В тот вечер она почти с нежностью глядела на Валентина, неловко натягивающего на себя женские трусы — утром перепутал и взял с батареи мамины, — и даже хотела сказать ему полунежность, намекнуть на удовольствие, которое он ей доставил, но он сумел-таки посмотреть на нее с брезгливостью, как обычно смотрел на покоренных баб, с раздражением, заставил почувствовать себя смятым конфетным фантиком, хотя полюбил впервые, впервые сломал зубы, прикусил язык до крови и чуть было, впервые обняв ее, не захлебнулся от внезапно хлынувших слез.
Но потом он совладал с собой:
— Я далек от всяких там ваших признаний, ах красавица, ох кудесница или как-то еще, — сказал он, прихлебывая чаек в столовой под прабабушкиным кружевом. — Определил — «люблю» — значит все, моя! И не выдумывай там себе лишнего, слышишь?
Господь знал их особенность, идущую от породы: они все время теряли нить настроения, все время метались в чувствах, переходя от любви к небрежности, от веры к скуке, от обещаний и клятв к вселенскому разгулу.
Уходя, Валентин почувствовал и спасительное успокоение.

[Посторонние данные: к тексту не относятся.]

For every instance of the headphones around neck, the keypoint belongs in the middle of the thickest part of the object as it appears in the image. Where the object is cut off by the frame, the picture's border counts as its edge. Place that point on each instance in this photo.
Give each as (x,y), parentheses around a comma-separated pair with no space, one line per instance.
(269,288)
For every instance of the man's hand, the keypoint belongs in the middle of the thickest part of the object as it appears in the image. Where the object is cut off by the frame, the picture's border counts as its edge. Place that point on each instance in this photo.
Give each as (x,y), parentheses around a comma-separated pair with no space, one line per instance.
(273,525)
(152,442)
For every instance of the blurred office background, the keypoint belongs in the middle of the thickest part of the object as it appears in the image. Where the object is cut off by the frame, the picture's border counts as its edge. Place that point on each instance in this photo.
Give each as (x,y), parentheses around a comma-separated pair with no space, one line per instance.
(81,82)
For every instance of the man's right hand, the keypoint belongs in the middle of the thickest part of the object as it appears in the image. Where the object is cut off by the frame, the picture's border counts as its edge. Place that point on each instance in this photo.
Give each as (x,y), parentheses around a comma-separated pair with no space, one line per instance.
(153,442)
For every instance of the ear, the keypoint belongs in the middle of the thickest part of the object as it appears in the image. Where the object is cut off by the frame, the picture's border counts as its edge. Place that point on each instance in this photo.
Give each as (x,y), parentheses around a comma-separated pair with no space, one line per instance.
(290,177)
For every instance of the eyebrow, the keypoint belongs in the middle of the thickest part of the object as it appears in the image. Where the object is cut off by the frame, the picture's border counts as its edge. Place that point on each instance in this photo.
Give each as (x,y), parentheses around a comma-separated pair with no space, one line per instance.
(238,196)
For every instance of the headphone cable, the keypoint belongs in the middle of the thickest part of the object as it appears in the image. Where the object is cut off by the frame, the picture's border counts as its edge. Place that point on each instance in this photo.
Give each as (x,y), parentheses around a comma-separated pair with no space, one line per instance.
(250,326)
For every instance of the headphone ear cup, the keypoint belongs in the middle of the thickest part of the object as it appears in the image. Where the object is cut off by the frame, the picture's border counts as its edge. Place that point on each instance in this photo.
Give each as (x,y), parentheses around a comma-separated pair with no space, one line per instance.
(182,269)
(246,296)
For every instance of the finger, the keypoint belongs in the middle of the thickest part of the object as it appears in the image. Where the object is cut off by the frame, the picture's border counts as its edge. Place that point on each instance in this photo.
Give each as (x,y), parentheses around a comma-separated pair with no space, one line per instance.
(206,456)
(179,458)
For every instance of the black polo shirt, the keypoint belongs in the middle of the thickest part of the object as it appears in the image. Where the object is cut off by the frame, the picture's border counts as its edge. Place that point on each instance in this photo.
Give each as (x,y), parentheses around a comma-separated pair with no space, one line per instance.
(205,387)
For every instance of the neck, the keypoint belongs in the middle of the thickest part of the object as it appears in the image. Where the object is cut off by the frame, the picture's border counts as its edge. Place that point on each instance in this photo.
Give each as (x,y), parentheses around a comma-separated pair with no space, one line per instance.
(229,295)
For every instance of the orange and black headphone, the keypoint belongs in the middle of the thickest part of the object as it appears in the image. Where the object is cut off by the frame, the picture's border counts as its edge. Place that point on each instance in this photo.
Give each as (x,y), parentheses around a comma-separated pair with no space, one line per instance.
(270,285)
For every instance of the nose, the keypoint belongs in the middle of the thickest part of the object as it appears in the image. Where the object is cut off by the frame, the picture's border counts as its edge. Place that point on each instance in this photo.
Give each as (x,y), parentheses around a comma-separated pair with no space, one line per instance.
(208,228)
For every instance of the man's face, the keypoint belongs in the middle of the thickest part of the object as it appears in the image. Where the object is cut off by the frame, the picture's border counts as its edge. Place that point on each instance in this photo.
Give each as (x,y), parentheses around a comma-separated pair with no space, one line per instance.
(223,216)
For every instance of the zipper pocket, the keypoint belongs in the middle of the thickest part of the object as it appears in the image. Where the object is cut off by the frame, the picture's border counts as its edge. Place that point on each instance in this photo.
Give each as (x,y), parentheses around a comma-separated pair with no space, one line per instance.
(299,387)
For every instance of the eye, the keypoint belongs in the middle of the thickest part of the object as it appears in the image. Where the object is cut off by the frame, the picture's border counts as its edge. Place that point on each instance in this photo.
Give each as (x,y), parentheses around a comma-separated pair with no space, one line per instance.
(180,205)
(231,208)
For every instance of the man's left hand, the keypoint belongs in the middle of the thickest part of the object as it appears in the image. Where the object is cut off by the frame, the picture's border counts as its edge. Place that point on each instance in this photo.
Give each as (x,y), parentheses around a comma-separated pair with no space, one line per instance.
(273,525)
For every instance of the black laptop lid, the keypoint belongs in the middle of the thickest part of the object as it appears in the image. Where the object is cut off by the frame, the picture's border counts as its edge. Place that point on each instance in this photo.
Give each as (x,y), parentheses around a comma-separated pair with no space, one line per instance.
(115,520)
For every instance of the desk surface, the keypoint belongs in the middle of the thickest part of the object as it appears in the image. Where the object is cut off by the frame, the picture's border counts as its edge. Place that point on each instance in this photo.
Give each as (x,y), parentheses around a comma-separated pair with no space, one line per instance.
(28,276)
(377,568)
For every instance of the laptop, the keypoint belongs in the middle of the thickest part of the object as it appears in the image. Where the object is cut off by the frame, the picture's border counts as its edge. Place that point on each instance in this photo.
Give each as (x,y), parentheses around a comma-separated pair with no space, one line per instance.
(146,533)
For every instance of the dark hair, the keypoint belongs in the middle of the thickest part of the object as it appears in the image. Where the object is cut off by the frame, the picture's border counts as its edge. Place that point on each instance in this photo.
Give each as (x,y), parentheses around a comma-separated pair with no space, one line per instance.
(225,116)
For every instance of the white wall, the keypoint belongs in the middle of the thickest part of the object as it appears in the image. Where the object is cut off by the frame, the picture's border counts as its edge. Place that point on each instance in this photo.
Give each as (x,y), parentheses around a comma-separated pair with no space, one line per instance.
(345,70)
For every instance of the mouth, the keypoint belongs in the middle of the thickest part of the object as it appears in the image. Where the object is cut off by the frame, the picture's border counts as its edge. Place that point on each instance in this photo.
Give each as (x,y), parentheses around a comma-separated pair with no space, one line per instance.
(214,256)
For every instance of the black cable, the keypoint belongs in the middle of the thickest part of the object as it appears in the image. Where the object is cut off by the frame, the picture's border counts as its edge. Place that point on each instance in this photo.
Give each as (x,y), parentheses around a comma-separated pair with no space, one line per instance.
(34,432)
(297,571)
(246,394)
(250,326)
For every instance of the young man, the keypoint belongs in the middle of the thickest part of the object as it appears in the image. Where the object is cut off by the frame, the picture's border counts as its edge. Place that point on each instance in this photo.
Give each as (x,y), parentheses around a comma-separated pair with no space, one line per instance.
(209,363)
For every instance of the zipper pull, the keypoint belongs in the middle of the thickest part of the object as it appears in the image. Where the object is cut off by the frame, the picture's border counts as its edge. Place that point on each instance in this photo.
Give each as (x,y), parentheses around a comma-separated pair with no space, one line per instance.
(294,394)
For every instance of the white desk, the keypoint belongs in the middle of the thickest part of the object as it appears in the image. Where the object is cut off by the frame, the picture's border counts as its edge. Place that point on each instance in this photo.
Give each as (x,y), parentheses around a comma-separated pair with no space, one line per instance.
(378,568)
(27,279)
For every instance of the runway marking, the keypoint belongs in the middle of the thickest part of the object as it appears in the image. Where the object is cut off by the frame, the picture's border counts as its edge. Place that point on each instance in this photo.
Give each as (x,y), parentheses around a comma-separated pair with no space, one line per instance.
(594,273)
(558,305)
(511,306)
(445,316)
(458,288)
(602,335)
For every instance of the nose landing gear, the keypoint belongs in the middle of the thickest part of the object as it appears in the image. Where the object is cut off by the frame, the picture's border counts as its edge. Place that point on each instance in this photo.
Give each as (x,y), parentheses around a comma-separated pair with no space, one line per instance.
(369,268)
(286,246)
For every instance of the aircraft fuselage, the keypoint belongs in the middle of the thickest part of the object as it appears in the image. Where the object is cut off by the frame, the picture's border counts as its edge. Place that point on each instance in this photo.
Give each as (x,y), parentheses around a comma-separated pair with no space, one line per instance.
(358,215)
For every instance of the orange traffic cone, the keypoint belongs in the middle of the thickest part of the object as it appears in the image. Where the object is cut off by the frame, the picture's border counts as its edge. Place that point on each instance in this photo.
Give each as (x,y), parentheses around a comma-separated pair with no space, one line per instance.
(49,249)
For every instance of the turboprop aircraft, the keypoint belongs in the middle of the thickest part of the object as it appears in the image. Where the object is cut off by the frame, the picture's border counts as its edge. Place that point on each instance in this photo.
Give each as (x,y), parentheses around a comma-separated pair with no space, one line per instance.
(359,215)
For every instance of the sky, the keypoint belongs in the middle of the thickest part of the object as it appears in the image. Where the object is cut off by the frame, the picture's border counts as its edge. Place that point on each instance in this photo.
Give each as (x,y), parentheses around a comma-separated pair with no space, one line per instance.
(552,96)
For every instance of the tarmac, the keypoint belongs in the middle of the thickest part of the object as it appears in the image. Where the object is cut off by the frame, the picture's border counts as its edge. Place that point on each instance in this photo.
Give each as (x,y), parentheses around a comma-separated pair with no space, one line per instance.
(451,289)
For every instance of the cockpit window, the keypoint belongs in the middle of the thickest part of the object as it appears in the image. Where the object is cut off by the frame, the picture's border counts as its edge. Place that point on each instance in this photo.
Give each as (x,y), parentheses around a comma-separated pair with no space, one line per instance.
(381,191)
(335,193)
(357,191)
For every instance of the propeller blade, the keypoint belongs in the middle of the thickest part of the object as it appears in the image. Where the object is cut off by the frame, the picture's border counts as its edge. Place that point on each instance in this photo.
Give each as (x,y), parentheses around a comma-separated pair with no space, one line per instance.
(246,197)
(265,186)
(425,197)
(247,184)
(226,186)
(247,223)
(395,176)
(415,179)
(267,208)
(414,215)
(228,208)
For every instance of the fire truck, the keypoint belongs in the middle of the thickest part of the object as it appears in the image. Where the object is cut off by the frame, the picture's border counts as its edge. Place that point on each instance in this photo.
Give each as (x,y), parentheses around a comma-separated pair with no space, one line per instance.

Первое все-таки от женской сладости Анны, а второе — от того, что он не только потоптал ее, но и подрастоптал, что для простолюдина поприятней любых соитий.
«Мой, — подумала Анна, захлопывая за ним дверь, — будет так же страстно любить, как и мучить».
Он орал на нее.
Он называл ее дрянью.
Он, уже после брака, зарекся переступать порог ее дома, называя его не иначе как банкой с червями.
Он обливал грязью, презрением все, что она любила, топтал ее святыни, наслаждаясь, что может распять, а потом снять с креста и как будто воскресить ее, эту небожительницу, хотя и с поломанными крыльями за спиной.